Sensitivity analysis of DDA-GP under different datasets

The effects of the shared features between different datasets on the model’s accuracy are further investigated, especially for the depth of soils and the effective and total stresses; the conclusions, however, vary differently. For Dataset 1, the depth of soil layer greatly impacts the model’s accuracy; and both the total and effective overburden stresses also influence the accuracy, but to a smaller extend. For CPT-based dataset, the total stress will influence the model’s accuracy, while the effective stress can be negligible. For SPT-based dataset, the depth of soil has a smaller influence on the model’s accuracy; and both the effective and total effective overburden stresses have larger impacts on the model’s accuracy. As to real historic earthquake cases, the depth of soil has a small influence on the model’s performance, while both the effective and total effective overburden stresses have big influence on the model’s accuracy. The observation of the effects of the three common parameters in SPT-based dataset agrees with that of the historic cases. The effective stress moderately influences the model’s performance for Dataset 5.

7 Conclusion

This study introduces a hybrid hierarchal machine learning model by combining the deep Fisher discriminant analysis (DDA) with the Gaussian process. The DDA-GP model merges the generated deep representative feature sets into original input datasets to enhance learning capacities. To demonstrate the generality of this model, comprehensive experiments on multiple datasets covering several in-situ tests and real cases are performed by using repeated stratified tenfold cross-validation. More specifically, a dataset for a historic liquefaction case of gravelly soil with missing values is preprocessed and explored. Further, the presented machine learning model is compared with several widely used machine learning models, including the state-of-the-art ensemble learning, so as to render a more robust machine learning model regarding soil liquefaction. From evaluation results, it can be clearly observed that the proposed DDA-GP model yields favourable results for all datasets and the Wilcoxon signed-rank test. For other traditional machine learning models, it may be suitable to deal with one certain type of datasets, but fails for other datasets.

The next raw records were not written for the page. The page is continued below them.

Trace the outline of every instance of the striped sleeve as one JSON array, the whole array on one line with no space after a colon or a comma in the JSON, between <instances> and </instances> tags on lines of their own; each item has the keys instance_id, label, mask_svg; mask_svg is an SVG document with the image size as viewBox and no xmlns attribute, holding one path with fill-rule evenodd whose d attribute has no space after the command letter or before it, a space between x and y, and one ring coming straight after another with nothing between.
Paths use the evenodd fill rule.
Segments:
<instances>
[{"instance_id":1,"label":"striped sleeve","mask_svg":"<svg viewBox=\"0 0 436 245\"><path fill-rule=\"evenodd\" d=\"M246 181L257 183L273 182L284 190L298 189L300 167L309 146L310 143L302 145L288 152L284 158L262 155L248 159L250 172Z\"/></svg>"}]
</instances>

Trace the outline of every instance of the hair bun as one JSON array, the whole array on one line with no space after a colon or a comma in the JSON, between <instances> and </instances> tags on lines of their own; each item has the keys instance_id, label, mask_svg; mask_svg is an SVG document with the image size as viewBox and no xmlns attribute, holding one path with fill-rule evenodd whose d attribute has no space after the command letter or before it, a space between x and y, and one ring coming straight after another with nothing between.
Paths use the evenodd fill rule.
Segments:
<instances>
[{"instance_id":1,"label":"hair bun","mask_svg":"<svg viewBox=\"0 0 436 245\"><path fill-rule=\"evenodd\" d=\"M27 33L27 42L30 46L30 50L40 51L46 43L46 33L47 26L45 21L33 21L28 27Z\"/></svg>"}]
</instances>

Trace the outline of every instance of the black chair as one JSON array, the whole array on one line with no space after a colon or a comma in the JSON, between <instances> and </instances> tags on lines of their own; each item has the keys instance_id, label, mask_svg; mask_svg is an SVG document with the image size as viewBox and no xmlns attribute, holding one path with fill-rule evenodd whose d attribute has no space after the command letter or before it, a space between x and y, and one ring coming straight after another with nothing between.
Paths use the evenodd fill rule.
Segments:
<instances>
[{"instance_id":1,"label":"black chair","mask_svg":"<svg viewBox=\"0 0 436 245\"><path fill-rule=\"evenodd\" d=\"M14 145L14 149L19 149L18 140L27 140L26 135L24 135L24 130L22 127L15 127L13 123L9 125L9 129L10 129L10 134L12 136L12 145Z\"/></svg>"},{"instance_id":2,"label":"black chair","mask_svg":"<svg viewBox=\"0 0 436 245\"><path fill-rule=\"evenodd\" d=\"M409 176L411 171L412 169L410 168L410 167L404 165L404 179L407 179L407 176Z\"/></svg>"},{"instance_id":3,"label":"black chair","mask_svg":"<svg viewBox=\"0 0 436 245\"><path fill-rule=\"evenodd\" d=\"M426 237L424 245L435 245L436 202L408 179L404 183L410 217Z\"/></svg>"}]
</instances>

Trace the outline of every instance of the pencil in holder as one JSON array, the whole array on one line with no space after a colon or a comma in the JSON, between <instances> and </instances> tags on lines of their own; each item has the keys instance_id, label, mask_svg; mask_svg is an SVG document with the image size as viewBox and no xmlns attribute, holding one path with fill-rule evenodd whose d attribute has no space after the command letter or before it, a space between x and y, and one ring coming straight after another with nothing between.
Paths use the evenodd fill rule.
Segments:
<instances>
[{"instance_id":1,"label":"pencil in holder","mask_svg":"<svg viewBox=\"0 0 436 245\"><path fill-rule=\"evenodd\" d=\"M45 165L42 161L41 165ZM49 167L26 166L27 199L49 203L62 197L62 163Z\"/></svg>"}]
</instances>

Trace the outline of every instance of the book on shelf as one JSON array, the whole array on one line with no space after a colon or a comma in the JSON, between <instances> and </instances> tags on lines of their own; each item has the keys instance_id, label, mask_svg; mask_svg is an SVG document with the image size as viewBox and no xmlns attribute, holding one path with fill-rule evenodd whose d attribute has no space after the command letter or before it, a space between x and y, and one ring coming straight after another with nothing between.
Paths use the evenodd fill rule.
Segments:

Next, this study explores the domain adaption method by integrating a feature-based deep Autoencoder for data reconstruction and a boosting-based transfer learning algorithm in domain adaption of multi-data sources. This method presents a more generalised Gaussian process model for dealing with civil engineering problems with miscellaneous data sources. The domain adaption model is compared based on different feature encoding strategies and with other instance-based transfer learning schemes, finding that by embedding the divergence between the source and target domains into feature spaces, more stable and accurate results will be generated. Furthermore, for datasets with correlations, the domain adaption method can reach an accuracy level comparable to that of signally tuned machine learning models. Finally, a sensitivity analysis is performed to find out the influencing variables for DDA-GP model on all of the datasets. However, as a preliminary research in multi-source transfer learning in the field of civil engineering, this study needs to build a more robust and generalized domain adaption model by using conditional (target-oriented) adversarial deep Autoencoder for mapping between different and complicated feature spaces.